Le Tribunal administratif de Bordeaux a été saisi par M. A... d'une demande de levée de son inscription au fichier national des personnes interdites d'acquisition et de détention d'armes, adressée au procureur de la République. Statuant par ordonnance sur le fondement de l'article R. 222-1 du code de justice administrative, le tribunal a rejeté la requête pour incompétence de la juridiction administrative.

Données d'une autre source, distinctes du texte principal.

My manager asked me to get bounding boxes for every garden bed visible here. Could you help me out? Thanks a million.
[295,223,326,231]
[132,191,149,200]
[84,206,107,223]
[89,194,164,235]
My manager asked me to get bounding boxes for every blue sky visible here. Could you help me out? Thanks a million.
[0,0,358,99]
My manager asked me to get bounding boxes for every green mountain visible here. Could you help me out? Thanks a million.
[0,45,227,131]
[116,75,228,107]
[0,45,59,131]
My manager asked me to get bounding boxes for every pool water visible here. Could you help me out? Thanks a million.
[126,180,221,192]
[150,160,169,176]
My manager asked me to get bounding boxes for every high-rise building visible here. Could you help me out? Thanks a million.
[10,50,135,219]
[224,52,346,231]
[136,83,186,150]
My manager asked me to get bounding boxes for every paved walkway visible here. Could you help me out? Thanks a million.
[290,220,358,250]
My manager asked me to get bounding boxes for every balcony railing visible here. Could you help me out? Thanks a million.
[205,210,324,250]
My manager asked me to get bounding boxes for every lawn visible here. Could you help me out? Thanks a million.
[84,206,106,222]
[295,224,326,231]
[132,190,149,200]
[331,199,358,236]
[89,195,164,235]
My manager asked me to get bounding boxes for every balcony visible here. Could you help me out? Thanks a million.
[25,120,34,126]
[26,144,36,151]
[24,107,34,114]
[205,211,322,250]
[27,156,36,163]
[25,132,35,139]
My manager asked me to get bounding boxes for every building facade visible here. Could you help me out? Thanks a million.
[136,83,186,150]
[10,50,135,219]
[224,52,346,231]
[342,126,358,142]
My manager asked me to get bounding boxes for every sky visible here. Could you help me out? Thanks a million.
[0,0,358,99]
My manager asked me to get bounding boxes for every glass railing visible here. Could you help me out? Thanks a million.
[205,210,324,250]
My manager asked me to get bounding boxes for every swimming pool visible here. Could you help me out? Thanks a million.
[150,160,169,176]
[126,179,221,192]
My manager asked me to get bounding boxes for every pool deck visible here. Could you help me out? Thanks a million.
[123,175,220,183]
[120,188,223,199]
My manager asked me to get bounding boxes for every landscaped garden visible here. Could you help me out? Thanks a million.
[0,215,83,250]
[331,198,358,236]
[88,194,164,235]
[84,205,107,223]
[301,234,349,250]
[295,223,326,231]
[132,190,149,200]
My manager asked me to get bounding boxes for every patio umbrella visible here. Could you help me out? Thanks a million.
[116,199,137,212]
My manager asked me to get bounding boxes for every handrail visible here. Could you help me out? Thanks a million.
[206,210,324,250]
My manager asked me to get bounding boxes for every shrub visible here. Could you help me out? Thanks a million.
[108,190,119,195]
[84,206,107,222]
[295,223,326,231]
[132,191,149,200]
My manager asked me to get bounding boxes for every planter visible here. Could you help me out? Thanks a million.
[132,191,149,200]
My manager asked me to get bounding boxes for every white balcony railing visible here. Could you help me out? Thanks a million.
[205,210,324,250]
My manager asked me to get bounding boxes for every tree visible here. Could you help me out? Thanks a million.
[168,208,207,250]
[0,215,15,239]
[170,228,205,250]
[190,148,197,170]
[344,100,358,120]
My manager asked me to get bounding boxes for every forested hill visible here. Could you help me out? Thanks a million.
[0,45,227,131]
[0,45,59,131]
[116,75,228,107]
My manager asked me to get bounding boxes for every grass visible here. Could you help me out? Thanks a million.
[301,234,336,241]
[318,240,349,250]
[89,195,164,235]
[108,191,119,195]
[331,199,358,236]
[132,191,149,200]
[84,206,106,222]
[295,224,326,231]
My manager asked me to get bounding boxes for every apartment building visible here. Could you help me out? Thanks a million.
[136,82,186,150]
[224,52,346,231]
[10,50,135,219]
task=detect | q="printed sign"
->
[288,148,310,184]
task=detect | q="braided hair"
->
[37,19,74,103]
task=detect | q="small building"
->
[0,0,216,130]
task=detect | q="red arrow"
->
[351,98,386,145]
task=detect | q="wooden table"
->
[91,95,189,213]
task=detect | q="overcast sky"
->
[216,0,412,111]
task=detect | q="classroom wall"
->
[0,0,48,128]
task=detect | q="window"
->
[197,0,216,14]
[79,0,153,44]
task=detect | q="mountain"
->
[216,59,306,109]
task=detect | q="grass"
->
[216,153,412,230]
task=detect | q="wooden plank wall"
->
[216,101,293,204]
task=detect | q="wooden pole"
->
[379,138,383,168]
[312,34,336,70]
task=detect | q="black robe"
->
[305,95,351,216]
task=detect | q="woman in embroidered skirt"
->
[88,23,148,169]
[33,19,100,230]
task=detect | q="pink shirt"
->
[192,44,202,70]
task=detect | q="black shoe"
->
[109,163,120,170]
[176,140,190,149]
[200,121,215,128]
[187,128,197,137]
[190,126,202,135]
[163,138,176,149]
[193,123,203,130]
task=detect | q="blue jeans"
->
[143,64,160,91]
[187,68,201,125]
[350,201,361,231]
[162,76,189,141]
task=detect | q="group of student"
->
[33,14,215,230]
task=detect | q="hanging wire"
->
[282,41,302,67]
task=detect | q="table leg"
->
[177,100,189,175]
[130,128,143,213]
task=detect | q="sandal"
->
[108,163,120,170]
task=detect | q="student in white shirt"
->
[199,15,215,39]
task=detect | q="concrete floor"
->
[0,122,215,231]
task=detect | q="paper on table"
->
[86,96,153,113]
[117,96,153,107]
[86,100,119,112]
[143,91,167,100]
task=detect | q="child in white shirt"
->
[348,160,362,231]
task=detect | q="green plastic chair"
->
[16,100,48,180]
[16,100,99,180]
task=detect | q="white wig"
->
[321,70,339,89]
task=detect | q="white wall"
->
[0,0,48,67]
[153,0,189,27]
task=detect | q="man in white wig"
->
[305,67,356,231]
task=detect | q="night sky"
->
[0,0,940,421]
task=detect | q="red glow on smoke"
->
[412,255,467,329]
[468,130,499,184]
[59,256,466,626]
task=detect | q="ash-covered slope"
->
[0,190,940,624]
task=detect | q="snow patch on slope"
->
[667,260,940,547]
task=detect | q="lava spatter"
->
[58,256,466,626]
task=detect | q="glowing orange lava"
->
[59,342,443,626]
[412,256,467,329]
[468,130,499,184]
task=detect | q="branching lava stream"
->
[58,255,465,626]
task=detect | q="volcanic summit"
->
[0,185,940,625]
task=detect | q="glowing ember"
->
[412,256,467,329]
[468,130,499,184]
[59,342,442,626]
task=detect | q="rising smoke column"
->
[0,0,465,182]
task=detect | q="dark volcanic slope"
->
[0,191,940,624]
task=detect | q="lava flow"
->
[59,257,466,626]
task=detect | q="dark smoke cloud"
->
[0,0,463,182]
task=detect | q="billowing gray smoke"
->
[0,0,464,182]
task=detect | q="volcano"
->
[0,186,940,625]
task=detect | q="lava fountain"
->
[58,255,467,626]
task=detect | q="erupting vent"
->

Il a rappelé que, selon l'article L. 312-13 du code de sécurité intérieure, cette demande relève de la compétence du représentant de l'État dans le département (le préfet), et non du juge administratif.
Texte intégral
Vu la procédure suivante :
Par une requête enregistrée le 22 octobre 2025, M. B... A... présente un courrier adressé au procureur de la République près le tribunal judiciaire de Bergerac lui demandant de lever son inscription au fichier national des personnes interdites d’acquisition et de détention d’armes.
Vu les autres pièces du dossier.
Vu le code de justice administrative.
Considérant ce qui suit :
1. Aux termes de l'article R. 222-1 du code de justice administrative : « Les présidents de tribunal administratif (…) peuvent, par ordonnance : (…) 2° Rejeter les requêtes ne relevant manifestement pas de la compétence de la juridiction administrative (…) ».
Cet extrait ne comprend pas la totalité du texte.